Jasper Herbert Kane Biochemist

Jasper Herbert Kane, 101, a biochemist who suggested that antibiotics could be manufactured in mass quantities rather than dose-by-dose in a laboratory, died Nov. 16 in Boca Raton, Fla. No cause of death was reported.

While working at the Pfizer & Co. chemical manufacturing plant in 1942, he suggested using a fermentation process to manufacture penicillin, streptomycin and other antibiotics. The idea helped steer Pfizer, at the time a chemical supplier for the food industry, toward pharmaceutical production.

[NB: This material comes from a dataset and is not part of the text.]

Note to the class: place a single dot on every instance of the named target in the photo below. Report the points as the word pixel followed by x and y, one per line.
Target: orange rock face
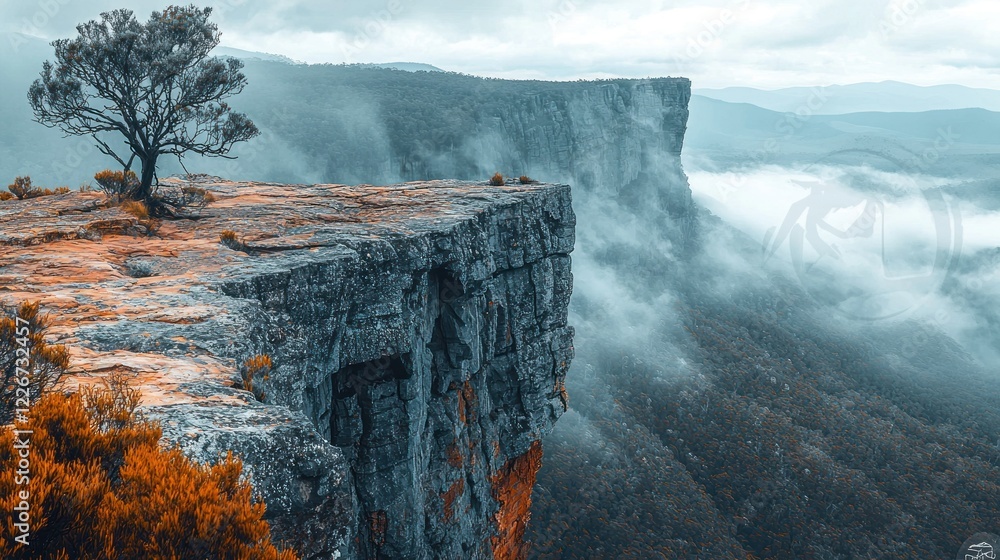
pixel 512 490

The newly manufactured drugs were used in part to treat infected soldiers during World War II. Mr. Kane eventually became Pfizer's vice president and director of biochemical research and development. He retired in 1953.

George Canseco Filipino Songwriter

George Canseco, 70, one of the Philippines' most popular songwriters and a former Associated Press newsman, died Nov. 19 of complications from liver disease and lung cancer in Manila, his family said.

Mr. Canseco won numerous awards for many of the more than 160 songs he wrote in a career spanning more than three decades, starting when he worked as an AP newsman in Manila in the late 1960s. Then-first lady Imelda Marcos commissioned Canseco to compose the song "I Am a Filipino," a hymn that paid tribute to the nation.

Mr. Canseco also worked as a cinema music director, and many of his ballads became theme songs for Philippine movies, winning him awards for best musical score. He also wrote songs made popular by many of the Philippines' top singers. An award for the country's best composers has been named after him.